Yesterday I heard the Premier of British Columbia, Gordon Campbell, speak at The New York Yacht Club, reassuring a mixed crowd of potential investors and expats of BC’s “cool, cutting-edge, high-tech” booming economy. While he raised some mildly compelling arguments about why BC will be the next gateway to Asia (“our port is 30 hours closer!”), I couldn’t help but think back to a conversation I had with Canadian management thinker Henry Mintzberg a few months back when interviewing him about fellow Canadian Malcolm Gladwell (January 2005):
“I define Canadians sort of half-humorously as Americans with the edge off. There’s much less pressure here, not only pressure to produce, but pressure to conform, pressure to be part of things. I’m always amazed in the United States when something becomes popular, everybody, no matter who they are, tends to get on that bandwagon. That’s why you get these bandwagon effects, like the Congressional attitude towards the invasion of Iraq…and what’s going on in American corporations today.”
After the speech and buzzing lunchtime debate (“is this Canadian Atlantic salmon?!”), I tracked down Ken Ottenbreit, co-president of the Canadian Association of New York, to get his take on Mintzberg’s notion that American business had much to learn from our Canuckian neighbors. “My sense is different,” he said. “I think Canadians are as competitive as Americans. Despite their inherent cultural differences, in order to stay competitive in a global marketplace they have to be.”

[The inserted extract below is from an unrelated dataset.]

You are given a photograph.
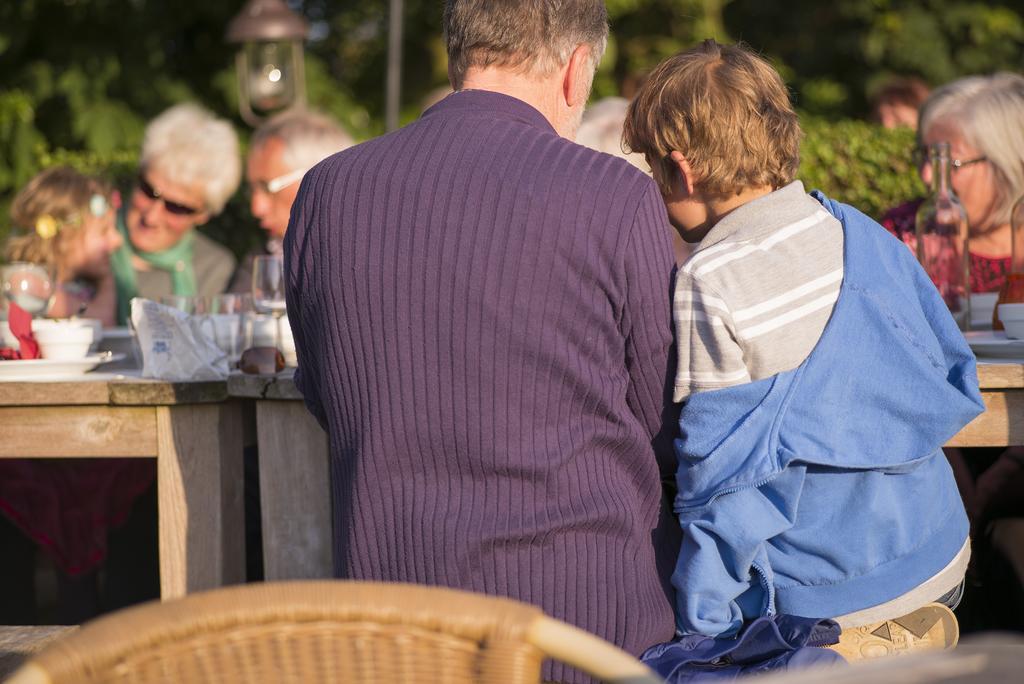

Maybe Ottenbreit was just attempting to shake Canada’s reputation of being nothing more than “a haven for ‘nice, benign people'” (as the Vancouver Sun reported today), or maybe Canadian business is changing? Are Canadians just as hip to the bandwagon as the rest of us or is Mintzberg on to something – could we find a better way of doing business from our friends up north?
Are there any Canadian companies or business figures you think we have something to learn from?